The gap between current practice and these requirements is substantial. Most AI systems today produce evidence that is, at best, human-attested and vendor-controlled. Moving toward machine-verifiable, independently checkable evidence is not a theoretical exercise — it is an emerging compliance requirement.

Verify this yourself

Do not take these claims on faith. Verify one yourself.

15-second demo

Run Assay's challenge demo. It builds a good proof pack and a tampered copy, verifies both, and shows the tampered pack fail. No server, no API key, no setup.

$ uvx --from assay-ai assay demo-challenge

  good/: VERIFICATION PASSED
  tampered/: VERIFICATION FAILED -- hash mismatch

What's inside a proof pack

A proof pack is a portable evidence bundle. It contains:

Everything a verifier needs is in the bundle. Verification does not depend on vendor-controlled infrastructure.

Browse real scenarios

The Proof Gallery contains three scenarios that demonstrate the evidence states described above: a clean pass, an honest failure (the system reports its own error), and a tamper attempt (verification catches the edit). Each scenario includes downloadable proof packs.

Verify in your browser

The online verifier checks proof pack integrity client-side. Nothing is uploaded. Drag a proof pack in, see whether it passes. Works with the gallery samples or your own packs.

How to read verification results

Result What it means What to do
PASS All hashes match. Signature valid. All claimed receipts present. Evidence integrity intact. Artifact is trustworthy as-is. Check freshness (when was it created?).
Honest fail System detected and reported its own failure. Failure receipt is signed and verifiable. Evidence of accountability. The system did not hide the error. Investigate the failure, not the evidence.
FAIL — hash mismatch Content was modified after the pack was signed. Tampering detected. Do not trust this artifact. Request a fresh, unmodified proof pack from the vendor.
FAIL — missing receipts Manifest declares receipts that are not present. Evidence is incomplete. Ask the vendor why receipts were dropped. Completeness failure is a red flag.

Why this matters: Everything described on this page — tamper detection, hash chains, signature verification, honest failure reporting — is operational today in an open-source tool. The question for buyers is not whether the technology exists. It is whether their vendors use it.

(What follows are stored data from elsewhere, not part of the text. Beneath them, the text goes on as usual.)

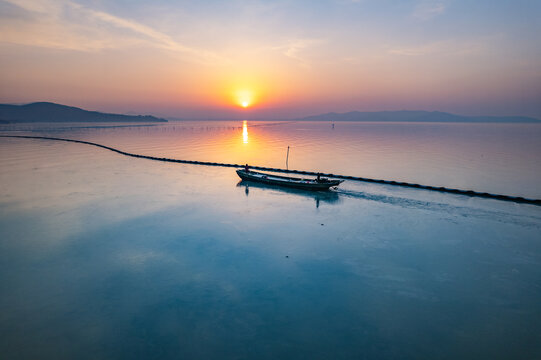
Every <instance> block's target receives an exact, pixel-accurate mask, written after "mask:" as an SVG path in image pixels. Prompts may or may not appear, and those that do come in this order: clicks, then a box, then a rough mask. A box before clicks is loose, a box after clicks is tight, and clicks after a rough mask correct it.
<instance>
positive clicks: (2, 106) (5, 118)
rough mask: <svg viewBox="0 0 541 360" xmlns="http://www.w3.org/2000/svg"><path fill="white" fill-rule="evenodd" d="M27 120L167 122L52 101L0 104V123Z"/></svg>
mask: <svg viewBox="0 0 541 360" xmlns="http://www.w3.org/2000/svg"><path fill="white" fill-rule="evenodd" d="M27 122H167V120H165V119H160V118H157V117H154V116H151V115H136V116H134V115H121V114H108V113H102V112H98V111H87V110H83V109H80V108H76V107H72V106H66V105H60V104H55V103H50V102H36V103H32V104H26V105H7V104H0V123H27Z"/></svg>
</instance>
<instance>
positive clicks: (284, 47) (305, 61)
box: [272, 39, 323, 66]
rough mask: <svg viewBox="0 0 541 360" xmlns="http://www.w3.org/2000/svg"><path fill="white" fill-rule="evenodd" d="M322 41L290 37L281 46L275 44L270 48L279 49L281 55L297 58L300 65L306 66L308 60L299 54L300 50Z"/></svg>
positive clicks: (316, 39)
mask: <svg viewBox="0 0 541 360" xmlns="http://www.w3.org/2000/svg"><path fill="white" fill-rule="evenodd" d="M322 42H323V40H322V39H292V40H289V41H287V42H286V44H284V45H281V46H275V47H273V48H272V49H273V50H279V51H281V52H282V54H283V55H285V56H287V57H289V58H291V59H294V60H297V61H298V62H300V63H301V64H302V65H305V66H307V65H308V61H307V60H306V59H305V58H304V57H303V56H301V55H300V54H301V52H302V51H303V50H304V49H307V48H309V47H312V46H315V45H318V44H321V43H322Z"/></svg>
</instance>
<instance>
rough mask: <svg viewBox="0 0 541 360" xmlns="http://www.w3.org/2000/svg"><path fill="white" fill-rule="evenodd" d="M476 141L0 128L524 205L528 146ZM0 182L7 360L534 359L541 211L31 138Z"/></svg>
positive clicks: (368, 134)
mask: <svg viewBox="0 0 541 360" xmlns="http://www.w3.org/2000/svg"><path fill="white" fill-rule="evenodd" d="M255 125H258V126H255ZM89 126H94V125H89ZM491 126H492V125H491ZM491 126H487V125H473V126H470V125H465V124H453V125H446V124H426V125H421V124H418V125H417V124H409V125H406V124H398V125H396V126H390V125H388V124H384V125H381V124H379V125H378V124H340V123H337V124H336V125H335V128H334V130H333V129H332V128H331V126H330V124H321V123H287V124H282V123H281V124H278V125H274V123H259V122H258V123H254V126H251V125H248V126H247V127H246V128H245V129H244V130H243V126H242V122H240V123H239V122H213V123H203V124H201V123H170V124H165V125H158V126H152V127H127V128H126V127H118V128H95V127H94V128H92V127H88V128H74V127H73V126H67V125H65V124H64V125H58V124H57V125H50V126H44V125H39V126H26V127H25V126H18V127H15V128H14V127H11V128H6V127H4V128H3V130H4V133H13V134H21V133H31V134H36V135H38V134H39V135H42V134H47V135H54V136H62V137H70V138H77V139H86V140H90V141H96V142H99V143H103V144H107V145H111V146H115V147H118V148H120V149H123V150H127V151H133V152H138V153H144V154H150V155H161V156H167V157H176V158H183V159H198V160H209V161H226V162H238V163H243V162H250V163H254V164H261V165H268V166H282V165H283V163H284V157H285V149H286V148H287V145H290V146H291V155H290V156H291V158H290V167H296V168H303V169H321V170H324V171H333V172H341V173H347V174H353V175H363V176H373V177H381V178H393V179H400V180H408V181H419V182H423V183H430V184H434V183H439V182H440V181H441V183H442V184H444V185H448V186H457V187H467V188H476V189H480V190H491V191H498V192H503V193H511V194H513V193H514V194H524V195H530V196H532V197H533V196H537V197H539V188H538V186H537V185H536V184H534V182H533V180H534V179H535V178H536V176H537V177H538V175H539V154H540V152H539V151H537V152H535V151H536V150H538V147H539V144H538V142H536V139H535V136H538V134H539V130H538V128H537V127H535V126H530V125H528V127H526V128H522V127H518V126H515V125H495V127H494V128H492V127H491ZM513 134H515V135H513ZM423 139H424V140H423ZM483 139H484V140H483ZM473 140H475V141H474V143H475V144H471V142H472V141H473ZM339 144H340V145H339ZM397 144H400V145H397ZM474 150H477V152H475V151H474ZM481 155H482V156H481ZM519 158H520V159H519ZM519 160H520V161H519ZM443 163H445V165H443ZM483 166H484V167H483ZM526 168H528V169H530V170H526ZM0 169H2V170H1V172H0V292H1V294H2V296H1V297H0V308H1V309H2V311H1V312H0V335H1V336H0V351H1V352H2V354H3V356H4V357H6V358H9V359H34V358H54V359H72V358H78V359H116V358H130V359H133V358H140V359H147V358H160V359H163V358H186V359H254V358H262V359H277V358H280V359H301V358H307V359H352V358H362V359H419V358H424V359H457V358H461V359H480V358H490V359H516V358H520V359H538V358H541V345H540V344H541V305H540V304H541V286H540V285H539V284H541V235H540V234H541V208H540V207H536V206H532V205H524V204H514V203H508V202H499V201H495V200H488V199H477V198H468V197H463V196H456V195H449V194H440V193H432V192H428V191H423V190H415V189H403V188H399V187H390V186H383V185H375V184H363V183H355V182H345V183H344V184H342V185H341V186H340V190H338V191H336V192H331V193H306V192H302V191H295V190H283V189H280V188H272V187H265V186H260V185H257V184H246V183H239V179H238V177H237V176H236V174H235V173H234V171H233V169H230V168H213V167H201V166H193V165H182V164H168V163H160V162H154V161H149V160H143V159H133V158H128V157H124V156H121V155H119V154H115V153H113V152H109V151H106V150H103V149H99V148H94V147H89V146H85V145H80V144H70V143H59V142H50V141H40V140H22V139H5V138H3V139H0ZM511 170H512V171H511ZM519 173H520V174H519ZM513 183H519V184H520V187H513V186H511V185H512V184H513ZM528 184H529V185H528ZM487 187H490V188H488V189H487Z"/></svg>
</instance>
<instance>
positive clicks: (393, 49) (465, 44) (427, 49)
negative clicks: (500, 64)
mask: <svg viewBox="0 0 541 360" xmlns="http://www.w3.org/2000/svg"><path fill="white" fill-rule="evenodd" d="M489 40H490V39H489V38H483V39H471V40H469V41H458V40H454V39H452V40H444V41H437V42H432V43H427V44H422V45H418V46H404V47H393V48H390V49H389V50H388V51H387V52H388V53H389V54H392V55H401V56H430V55H465V54H474V53H480V52H482V51H484V50H485V49H486V47H487V44H488V41H489Z"/></svg>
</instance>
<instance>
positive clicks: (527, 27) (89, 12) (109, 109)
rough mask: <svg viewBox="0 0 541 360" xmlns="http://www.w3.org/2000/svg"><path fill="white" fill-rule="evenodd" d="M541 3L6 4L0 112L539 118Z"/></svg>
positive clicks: (5, 8) (468, 1) (212, 116)
mask: <svg viewBox="0 0 541 360" xmlns="http://www.w3.org/2000/svg"><path fill="white" fill-rule="evenodd" d="M540 18H541V1H538V0H530V1H523V0H514V1H512V0H509V1H504V0H490V1H488V0H486V1H485V0H476V1H471V0H402V1H399V0H395V1H392V0H357V1H354V0H349V1H348V0H332V1H331V0H329V1H324V0H321V1H316V0H311V1H285V0H284V1H262V0H260V1H258V0H254V1H251V0H237V1H224V0H222V1H162V0H152V1H150V0H119V1H105V0H39V1H38V0H0V102H1V103H28V102H34V101H52V102H57V103H61V104H67V105H72V106H78V107H83V108H85V109H90V110H99V111H108V112H118V113H128V114H153V115H157V116H164V117H169V118H171V117H173V118H175V117H176V118H190V119H192V118H193V119H197V118H266V119H273V118H276V119H279V118H294V117H299V116H307V115H314V114H320V113H326V112H347V111H354V110H359V111H380V110H430V111H434V110H437V111H447V112H452V113H456V114H463V115H501V116H504V115H505V116H506V115H521V116H533V117H537V118H541V41H540V40H539V36H540V35H539V34H541V21H539V19H540Z"/></svg>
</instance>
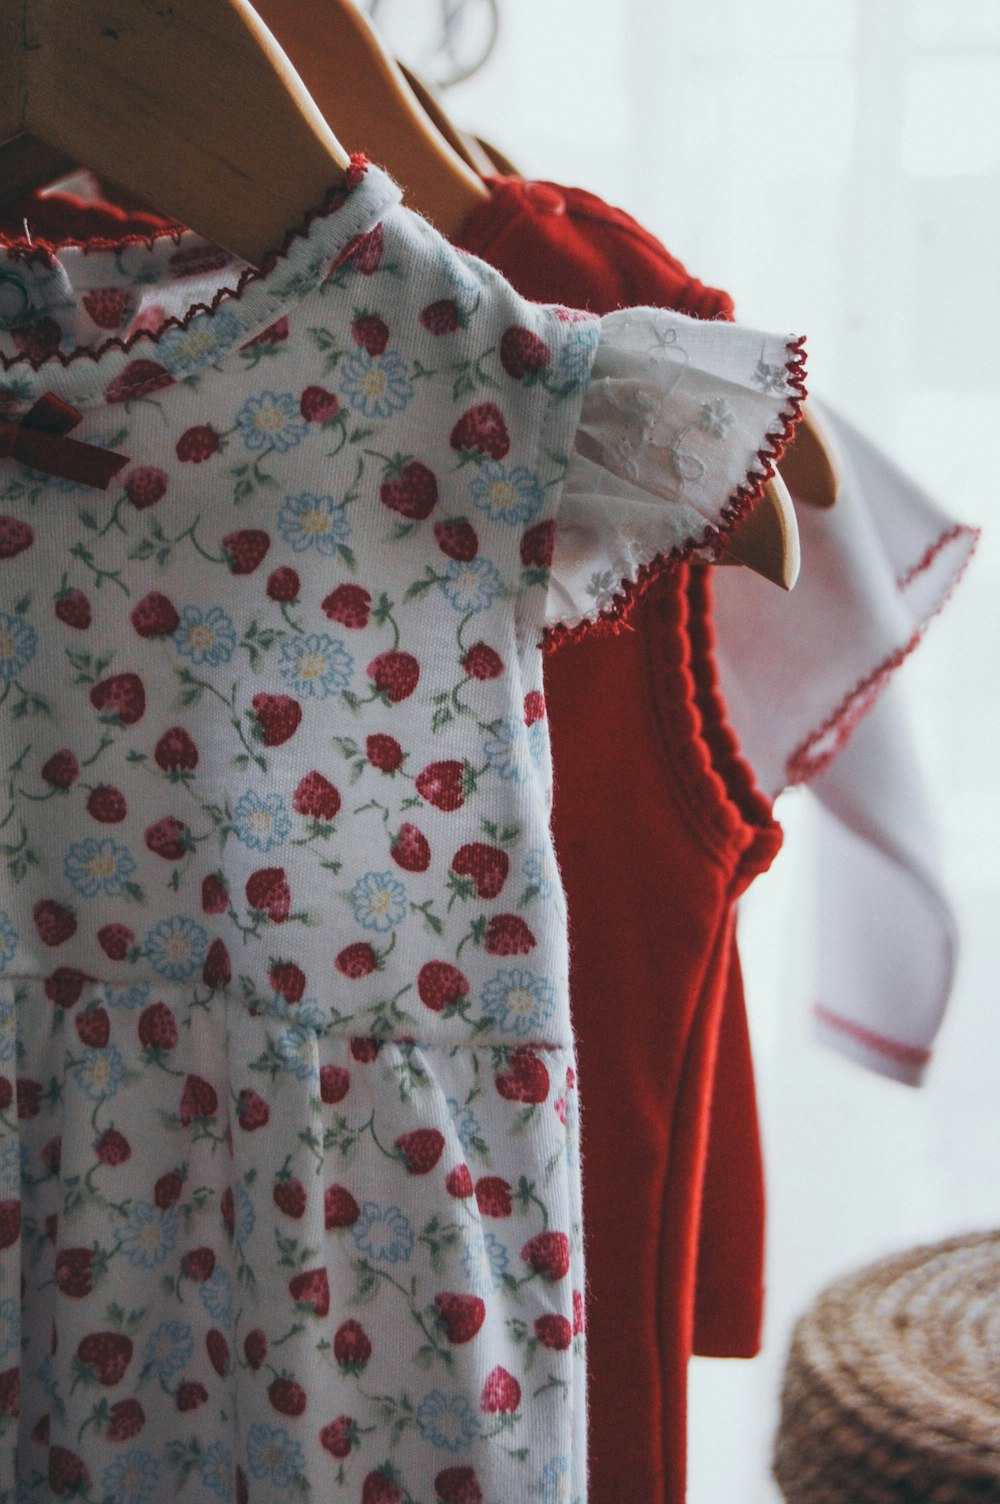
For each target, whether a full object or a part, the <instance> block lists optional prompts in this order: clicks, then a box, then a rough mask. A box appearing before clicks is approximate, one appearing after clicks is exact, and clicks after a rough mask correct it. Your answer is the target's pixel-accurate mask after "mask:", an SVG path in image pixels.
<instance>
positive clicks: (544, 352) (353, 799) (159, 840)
mask: <svg viewBox="0 0 1000 1504" xmlns="http://www.w3.org/2000/svg"><path fill="white" fill-rule="evenodd" d="M5 272H6V274H9V275H11V277H14V275H17V277H18V278H20V280H21V287H23V289H24V311H23V314H21V316H20V317H18V322H17V325H15V326H14V328H11V329H9V331H8V332H6V334H0V361H2V362H3V367H5V370H3V374H2V376H0V402H2V403H3V409H5V417H6V418H8V420H12V421H17V418H18V417H21V415H23V414H24V412H26V411H27V409H29V408H30V406H32V403H33V402H35V400H36V399H38V396H41V394H42V393H44V391H51V393H54V394H56V396H59V397H60V399H63V400H65V402H69V403H72V405H74V406H75V408H78V409H80V411H81V412H83V414H84V423H83V424H81V426H80V429H78V430H77V436H78V438H80V439H83V441H86V442H89V444H96V445H99V447H108V448H114V450H117V451H119V453H126V454H128V456H129V466H128V468H126V469H125V471H123V472H122V477H120V481H117V483H114V484H113V486H111V489H110V490H108V492H107V493H99V492H92V490H86V489H81V487H75V486H72V484H71V483H65V481H53V480H51V478H48V477H45V475H44V474H35V472H29V471H26V469H24V468H23V466H20V465H17V462H14V460H3V462H0V465H2V468H0V513H2V514H0V572H2V578H3V584H5V591H3V609H2V615H0V674H2V677H3V684H2V686H0V750H2V754H3V769H5V776H6V811H5V820H3V832H5V833H3V848H2V851H0V854H2V856H3V860H5V874H3V887H2V899H3V902H2V905H0V907H2V913H0V1071H2V1072H3V1074H0V1167H2V1170H0V1173H2V1175H3V1185H2V1187H0V1448H2V1450H0V1501H3V1504H14V1501H15V1499H17V1501H18V1504H20V1501H36V1499H39V1501H41V1499H50V1498H53V1496H72V1498H81V1499H92V1501H98V1499H101V1501H104V1499H108V1498H113V1499H116V1501H117V1499H120V1501H129V1504H131V1501H135V1504H140V1501H144V1499H156V1498H161V1496H165V1495H170V1496H173V1495H177V1496H179V1498H185V1499H197V1501H211V1499H215V1498H224V1499H229V1498H235V1499H245V1501H253V1504H269V1501H272V1499H278V1498H286V1496H287V1495H289V1492H292V1493H295V1495H296V1496H299V1498H304V1499H305V1498H314V1499H325V1498H331V1496H343V1498H347V1499H358V1501H361V1504H403V1501H406V1504H429V1501H442V1504H451V1501H456V1504H457V1501H462V1504H469V1501H471V1504H475V1501H478V1499H483V1501H489V1504H498V1501H502V1499H514V1498H517V1499H522V1498H525V1499H535V1498H537V1499H540V1501H543V1504H549V1501H556V1499H558V1501H564V1499H565V1501H574V1504H576V1501H583V1499H585V1496H586V1477H585V1472H586V1468H585V1457H586V1438H585V1367H583V1366H585V1348H583V1343H585V1337H583V1314H582V1313H583V1302H582V1290H583V1268H582V1212H580V1190H579V1154H577V1105H576V1068H574V1056H573V1039H571V1030H570V1020H568V993H567V946H565V913H564V901H562V892H561V884H559V878H558V871H556V866H555V859H553V853H552V842H550V835H549V806H550V758H549V741H547V720H546V707H544V698H543V690H541V633H543V629H544V626H546V623H547V621H549V620H550V603H549V566H550V561H552V553H553V546H555V532H556V522H558V520H561V519H559V517H558V513H559V499H561V493H562V486H564V478H565V474H567V468H568V465H570V456H571V453H573V445H574V432H576V427H577V423H579V417H580V408H582V403H583V397H585V391H586V385H588V379H589V373H591V365H592V361H594V355H595V350H597V347H598V338H600V325H598V322H597V320H594V319H591V317H589V316H586V314H583V316H580V314H570V313H567V311H565V310H559V308H544V307H538V305H532V304H528V302H525V301H523V299H520V298H519V296H517V295H516V293H514V292H513V290H511V289H510V287H508V286H507V283H504V281H502V278H499V275H498V274H495V272H492V271H490V269H489V268H486V266H483V265H481V263H478V262H475V260H474V259H471V257H463V256H459V254H457V253H454V251H453V250H451V248H450V247H448V245H447V244H445V242H444V241H442V239H441V238H439V236H438V235H436V233H435V232H433V230H432V229H430V227H429V226H427V224H424V221H421V220H420V218H417V217H415V215H412V214H409V212H406V211H403V209H402V208H398V193H397V190H395V188H394V185H392V183H391V182H389V180H388V179H386V177H385V176H383V174H382V173H379V171H377V170H374V168H367V170H362V167H361V165H358V167H355V168H353V171H352V182H350V191H347V193H338V194H334V196H332V197H331V200H329V203H328V205H326V208H325V211H323V214H320V215H317V217H314V218H313V220H311V223H310V224H308V226H307V229H305V230H304V232H302V233H299V235H296V236H292V238H290V239H289V244H287V245H286V248H284V251H283V253H281V254H280V256H275V257H272V259H269V262H268V263H266V265H265V268H263V269H262V272H260V274H256V272H250V271H248V269H247V268H242V266H239V265H238V263H232V262H230V259H229V257H226V254H224V253H220V251H218V250H217V248H214V247H208V245H205V244H203V242H202V241H200V239H198V238H197V236H194V235H188V233H186V232H185V233H170V235H162V236H158V238H149V239H123V241H122V242H120V244H117V245H101V244H93V242H92V244H89V245H86V247H81V245H77V247H74V245H68V247H59V248H56V250H47V248H39V247H38V245H36V247H33V248H26V247H20V248H14V250H12V253H11V254H9V256H8V257H6V262H5ZM768 349H773V350H776V352H783V341H780V340H777V341H770V343H768ZM641 374H642V381H644V382H645V384H647V385H648V381H650V370H648V364H644V368H642V373H641ZM668 399H669V390H668V388H666V387H665V388H663V400H665V402H666V400H668ZM780 406H782V397H780V396H779V394H776V396H774V400H773V403H771V405H770V408H768V414H767V424H765V426H770V424H773V423H776V421H779V415H780ZM663 504H665V502H663V501H662V499H659V498H650V507H651V510H653V508H659V507H662V505H663ZM726 504H728V495H726V493H720V495H719V498H717V507H719V514H722V510H723V508H725V507H726ZM701 525H702V523H701V522H699V528H701ZM687 541H692V543H696V541H699V540H698V538H692V540H687Z"/></svg>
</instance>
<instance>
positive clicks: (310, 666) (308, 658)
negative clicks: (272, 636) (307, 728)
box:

Current capability boundary

Assay is an open-source toolkit, not a turnkey platform. Here is what it demonstrates today and what teams still need to build.

What Assay does today What teams still implement
Proof pack generation (receipts, manifest, Ed25519 signatures) Full production instrumentation across all call sites
Offline verification and tamper detection Org-specific policy integration and trust root management
Receipt completeness checks Coverage discipline (ensuring all contracted call sites emit receipts)
Honest failure scenarios (system reports its own errors) Continuous evidence pipelines tied to deployment workflows

One question to ask your vendor

"Show me one signed proof pack for one production decision, and let me verify it independently."

If the vendor can answer this, they have machine-verifiable evidence. If they cannot, their claims are not independently machine-verifiable — you are relying on vendor-controlled attestations rather than portable cryptographic evidence.

References

  1. Assay scan study: 30 AI projects, 231 high-confidence LLM call sites, 0 with Assay-compatible tamper-evident instrumentation. Methodology and results (March 2026).
  2. Regulation (EU) 2024/1689 (EU AI Act), Article 12 — Record-keeping: requires high-risk AI systems to have logging capabilities that enable traceability, monitoring, and post-market surveillance. Article 14 requires human oversight with access to operational data.
  3. National Institute of Standards and Technology. AI Risk Management Framework (AI RMF 1.0), January 2023. NIST AI 100-1. See MAP 2.3 (provenance), MEASURE 2.5–2.6 (third-party evaluation), GOVERN 1.2 (documentation).
  4. ISO/IEC 42001:2023 — Information technology — Artificial intelligence — Management system. Specifies requirements for establishing, implementing, maintaining, and continually improving an AI management system, including documented evidence of conformity.